War is mostly a foreign concept to my generation.
I’m 27 now, and for the past 10 years the biggest danger to me and my mates has been making the odd questionable decision.
For my Grandad and his mates, at the same age, life was a lot different.
My Grandad, Pat Murphy, volunteered for the army at the beginning of World War II.
He was scheduled to depart as part of the South Island company to North Africa, but was ruled out with the mumps.
He was disappointed, but it turned out he dodged a bullet as that company suffered devastating losses.
Grandad was eventually deployed to the Pacific, where he spent three or so years fighting in the tropics.
I was recently asking my Nana, Margaret, about what she knew about Grandad’s war stories, but she didn’t know a lot.
This isn’t because she couldn’t remember – Nana is a remarkable woman for her 95 years – but she said Grandad never talked about the war.

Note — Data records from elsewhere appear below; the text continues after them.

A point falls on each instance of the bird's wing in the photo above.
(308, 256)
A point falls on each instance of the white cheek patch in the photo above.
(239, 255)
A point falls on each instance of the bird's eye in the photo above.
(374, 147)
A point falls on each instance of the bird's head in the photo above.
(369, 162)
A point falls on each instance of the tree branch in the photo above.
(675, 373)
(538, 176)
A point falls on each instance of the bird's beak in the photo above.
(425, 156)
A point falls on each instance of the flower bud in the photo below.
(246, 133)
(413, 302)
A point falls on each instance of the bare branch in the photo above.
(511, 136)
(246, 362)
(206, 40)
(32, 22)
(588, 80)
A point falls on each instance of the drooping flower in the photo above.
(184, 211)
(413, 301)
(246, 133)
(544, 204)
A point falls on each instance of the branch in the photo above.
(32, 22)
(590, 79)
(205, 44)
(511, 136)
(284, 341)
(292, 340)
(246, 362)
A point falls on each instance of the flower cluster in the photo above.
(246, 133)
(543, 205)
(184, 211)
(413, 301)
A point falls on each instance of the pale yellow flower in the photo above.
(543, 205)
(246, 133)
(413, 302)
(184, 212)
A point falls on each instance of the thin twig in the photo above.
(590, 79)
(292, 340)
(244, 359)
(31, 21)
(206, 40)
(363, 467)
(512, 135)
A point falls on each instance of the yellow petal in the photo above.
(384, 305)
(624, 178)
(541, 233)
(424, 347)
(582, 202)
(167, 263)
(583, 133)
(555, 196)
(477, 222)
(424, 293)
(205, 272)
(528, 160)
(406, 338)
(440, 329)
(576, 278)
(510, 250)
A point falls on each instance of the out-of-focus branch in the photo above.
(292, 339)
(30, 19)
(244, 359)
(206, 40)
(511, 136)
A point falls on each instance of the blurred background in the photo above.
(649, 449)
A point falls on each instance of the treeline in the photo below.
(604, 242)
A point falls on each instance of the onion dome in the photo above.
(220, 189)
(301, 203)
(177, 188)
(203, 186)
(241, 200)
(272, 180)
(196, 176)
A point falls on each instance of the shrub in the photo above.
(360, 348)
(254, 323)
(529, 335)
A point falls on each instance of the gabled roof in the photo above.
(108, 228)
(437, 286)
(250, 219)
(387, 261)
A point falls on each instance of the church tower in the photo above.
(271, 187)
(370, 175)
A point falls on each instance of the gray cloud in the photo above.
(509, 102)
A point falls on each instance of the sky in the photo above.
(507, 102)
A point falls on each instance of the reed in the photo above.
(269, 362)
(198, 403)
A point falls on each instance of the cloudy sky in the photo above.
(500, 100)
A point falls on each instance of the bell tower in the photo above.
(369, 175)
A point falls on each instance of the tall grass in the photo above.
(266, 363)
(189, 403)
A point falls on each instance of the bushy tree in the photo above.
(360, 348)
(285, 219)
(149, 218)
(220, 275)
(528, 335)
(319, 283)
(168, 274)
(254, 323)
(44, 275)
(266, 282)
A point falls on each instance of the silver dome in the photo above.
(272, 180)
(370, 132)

He always had a very good sense of humour, but some of the things he experienced over there must have had a lasting effect.
For many years after the war, he held a lasting resentment of all things Japanese, a reasonable reaction to seeing his friends’ heads on stakes around local villages.
Nana told me a good story, though – once, in his latter years, they were driving home from Central Otago and stopped to pick up a young hitch-hiker.
When she got in the car and said she was Japanese, Nana winced and wasn’t sure what sort of response to expect from Grandad, but he was happy to look out for a young traveller, even inviting her to stay for a few days where she learnt how to spin wool, and about life in a rural New Zealand town.
Grandad died when I was 10, so I never thought to ask him about his experiences in the army, but I think he would have made some sort of joke and brushed it off.
Although he made some very good friends in the army, who he kept in contact with, he never went to an Anzac Day service, or spent much time at the RSA – I guess because he wanted to put the war behind him.
His wasn’t a generation who went to talk therapy, or posted self-reflective messages on Instagram.
They just got on with what they were doing before the war – in his case farming, shearing and keeping an eye on the sports pages.
They signed up for a sense of duty and comradeship, not glory.
That’s why I’ll be going along to the Anzac Day service in Waimate next week.
In a different time, in a different generation, that could have been me and my mates.